I seen this a lot. rings are all nice and sealed up.... poof. NEW owner! Change of oil. synthetic to crude oil base... or vice versa. or different type of detergent in oil. Rings are suddenly 'unpacked'.

Or a possible change in driving habits. New owner is pushing the engine to higher rpm from the way the

previous guy drove it. Rings suddenly are now going into a 'new area' not seen before.

The good news, is.... either will settle down with miles. Your situation is a little more severe.

Or, I've said this before.... I seen too many automotive diesels just fired up, and raced away! YA gotta give em a little time to warm up!

Or, previous owner cooked the rings.... and promptly sold it to you. are there any 'new' radiator hoses recently installed? signs of coolant leaks?

If you are blowing crank seals, pushing dipstick out the tube... umm... You already know it's too much.

You getting a puff-puff-puff... from breather tube? or is it a steady flow?

I had a diesel years ago that took a lot to get the rings seated after rebuild. Had to work it's nuts off, but It came around!
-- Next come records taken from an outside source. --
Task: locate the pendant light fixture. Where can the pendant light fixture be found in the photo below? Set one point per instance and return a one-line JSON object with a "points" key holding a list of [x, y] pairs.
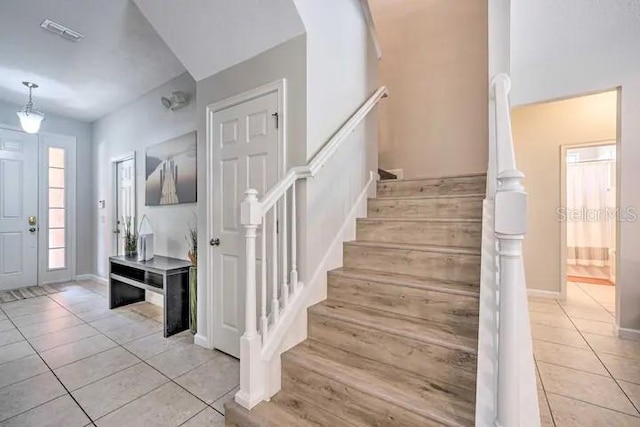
{"points": [[30, 117]]}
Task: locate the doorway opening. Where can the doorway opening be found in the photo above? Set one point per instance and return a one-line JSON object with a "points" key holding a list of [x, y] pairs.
{"points": [[124, 196], [590, 179]]}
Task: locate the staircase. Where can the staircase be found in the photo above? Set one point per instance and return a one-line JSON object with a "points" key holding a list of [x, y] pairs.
{"points": [[395, 343]]}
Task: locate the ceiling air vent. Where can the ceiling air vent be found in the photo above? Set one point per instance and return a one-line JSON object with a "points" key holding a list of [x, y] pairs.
{"points": [[61, 30]]}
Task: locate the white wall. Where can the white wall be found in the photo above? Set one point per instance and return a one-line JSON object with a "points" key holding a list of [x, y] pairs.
{"points": [[435, 64], [573, 47], [539, 132], [84, 176], [342, 73], [131, 128]]}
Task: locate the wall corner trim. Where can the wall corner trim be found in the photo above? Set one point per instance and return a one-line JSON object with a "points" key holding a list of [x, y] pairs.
{"points": [[538, 293]]}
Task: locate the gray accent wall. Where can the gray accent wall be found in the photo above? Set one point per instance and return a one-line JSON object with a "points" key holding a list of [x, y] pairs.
{"points": [[131, 128]]}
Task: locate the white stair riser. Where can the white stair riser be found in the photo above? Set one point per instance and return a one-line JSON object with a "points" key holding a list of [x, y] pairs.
{"points": [[353, 405], [459, 234], [428, 360], [452, 309], [431, 187], [436, 265], [456, 207]]}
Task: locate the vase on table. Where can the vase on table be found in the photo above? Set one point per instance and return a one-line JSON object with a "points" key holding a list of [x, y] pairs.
{"points": [[193, 299]]}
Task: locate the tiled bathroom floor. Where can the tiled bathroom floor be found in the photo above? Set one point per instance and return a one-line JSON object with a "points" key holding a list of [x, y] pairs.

Been perfect ever since.

When I see a grocery getter Cummins... I wonder if those engines EVER got broke in?

Hello,

Yes, I did do an oil swap. The previous owner ran a cheap (lemme say that a quart of oil here "cheap stuff" with the currency conversion is about $12 per quart :spend:) oil, so I did switch to Amsoil with the Double by-pass. I use the 15w 40 for the older diesels. I religiously let it run for a few minutes EVERY time i cold start it, even if its 90 outside.

I have added a few quarts of Lucas over the miles too. I don't know how the previous owner drove it, he said between 65 and 75 on the autobahn. I rarely exceed 70, had it going 90ish once to run down an a-hole in a Peugeot. I really dont drive it hard. Sometimes at a stoplight I flog it a bit, but thats only for a few seconds.

There are new hoses or anything.... I dont think the thermostat has ever been out. The only hoses i know were changed were the inlet hose to the heater core where it comes from the pre heater.

The guy i bought the truck from bought it in 1996. Dont know how many miles were there when he bought it, the day i picked it up it had 78,267.

As far as the haze from the motor, it is steady.... does that mean anything???

Do I really need to beat on it???:burnout:

- - - Updated - - -

I guess I read your first post wrong. The haze is normal, if it isn't pushing the oil tube out then I wouldn't worry about anything, especially if he does all that. I mean there is no reason it would be worn out with that kind of pampering. Mine has 350k miles and pushes the tube out, has a haze from the blowly tube and who knows what else. I like to blow the cob webs out of it haha. But you do have that oil loss so I would fix that tube up so it's good an sealed and tell us of any other symptoms of this lower power output.. Anything you have noticed, and I mean anything that led up to this. Do you have any gauges like EGT or boost that have changed any over time from their normal range?

I am gonna do somethin with the drain tube. It really doesnt leak TOO bad, but it is moist and does bother me.:ashamed:

I don't have any gauges, as 95% of funds invested were tryin to make it steer right (not really well spent i might add!!!) Do you have an opinion on whats good and whats just expensive??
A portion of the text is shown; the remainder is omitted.